Figure 6 Immune cells in progressive pancreatic disease. A: The normal pancreas contains sparse, mostly innate, inflammatory cells and lacks the dense stroma typically seen in chronic pancreatitis (CP) and pancreatic ductal adenocarcinoma (PDAC); B: Acute pancreatitis (AP) is characterized by acinar degranulation, edema and recruitment of mostly innate inflammatory cells, but also some T-lymphocytes in response to acinar damage. Pancreatic mast cells begin to degranulate; C: CP is characterized by development of stroma surrounding degranulated acinar cells, acinar-to-ductal metaplasia and edema. Additionally, there is an increased presence of macrophages, and T- and B-lymphocytes, and further degranulation of mast cells; D: Development of pancreatic intraepithelial neoplasias and subsequent PDAC leads to a significant increase in immunosuppressive cell types including tumor-associated macrophages, myeloid-derived suppressor cells, and Tregs. Degranulated mast cells, neutrophils, dendritic cells and B- and T-lymphocytes are also present.

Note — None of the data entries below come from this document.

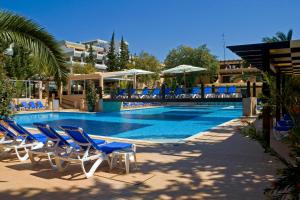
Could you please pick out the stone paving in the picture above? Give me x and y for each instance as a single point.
(218, 164)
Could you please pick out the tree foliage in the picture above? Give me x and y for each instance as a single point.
(7, 91)
(198, 57)
(124, 55)
(147, 62)
(279, 37)
(111, 55)
(91, 59)
(83, 69)
(19, 30)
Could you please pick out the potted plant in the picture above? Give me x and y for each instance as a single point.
(91, 96)
(7, 90)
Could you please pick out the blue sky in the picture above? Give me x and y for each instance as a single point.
(156, 26)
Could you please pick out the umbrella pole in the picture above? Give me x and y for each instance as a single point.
(184, 82)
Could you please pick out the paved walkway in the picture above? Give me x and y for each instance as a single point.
(220, 164)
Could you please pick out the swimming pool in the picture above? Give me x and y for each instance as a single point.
(155, 124)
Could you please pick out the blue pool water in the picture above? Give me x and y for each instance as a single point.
(163, 123)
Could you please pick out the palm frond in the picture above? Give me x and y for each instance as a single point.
(26, 33)
(290, 35)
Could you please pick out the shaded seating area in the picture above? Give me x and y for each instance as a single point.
(75, 146)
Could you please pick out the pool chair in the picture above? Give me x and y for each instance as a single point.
(221, 91)
(40, 105)
(195, 92)
(56, 144)
(155, 93)
(168, 92)
(144, 94)
(121, 93)
(179, 93)
(32, 105)
(23, 141)
(91, 150)
(133, 92)
(24, 106)
(232, 92)
(208, 92)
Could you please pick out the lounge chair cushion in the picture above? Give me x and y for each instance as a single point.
(113, 146)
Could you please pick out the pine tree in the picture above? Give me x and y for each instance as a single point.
(124, 54)
(111, 55)
(91, 58)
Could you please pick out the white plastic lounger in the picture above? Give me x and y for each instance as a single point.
(89, 150)
(56, 144)
(22, 143)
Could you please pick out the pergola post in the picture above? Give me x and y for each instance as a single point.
(202, 90)
(278, 94)
(282, 88)
(254, 90)
(163, 91)
(248, 91)
(266, 115)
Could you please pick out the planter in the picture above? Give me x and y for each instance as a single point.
(91, 108)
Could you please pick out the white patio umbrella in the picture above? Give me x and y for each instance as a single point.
(130, 72)
(183, 69)
(134, 73)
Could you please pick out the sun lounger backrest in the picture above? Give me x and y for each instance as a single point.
(232, 89)
(156, 91)
(51, 133)
(32, 104)
(195, 90)
(79, 136)
(40, 104)
(167, 91)
(145, 91)
(222, 90)
(25, 104)
(207, 90)
(7, 132)
(20, 130)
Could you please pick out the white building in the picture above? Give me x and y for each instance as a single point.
(77, 52)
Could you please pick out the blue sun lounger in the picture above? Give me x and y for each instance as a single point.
(89, 150)
(40, 105)
(145, 93)
(155, 93)
(24, 105)
(195, 92)
(32, 105)
(221, 91)
(208, 92)
(168, 92)
(178, 93)
(23, 141)
(56, 144)
(232, 91)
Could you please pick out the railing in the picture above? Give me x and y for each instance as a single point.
(196, 94)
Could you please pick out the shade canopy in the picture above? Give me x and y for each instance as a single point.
(183, 69)
(283, 57)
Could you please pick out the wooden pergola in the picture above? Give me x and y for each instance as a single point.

However, T-lymphocytes and dendritic cells are typically inhibited and defective, respectively. Size of immune cell represents relative abundance. Cell color denotes immune cell type: yellow, innate immune cells; blue, adaptive immune cells; green, immunosuppressive cells. For description of graphical representation of cell types, see Figure 3 legend. Cells that are inactivated or defective are represented by a lighter color.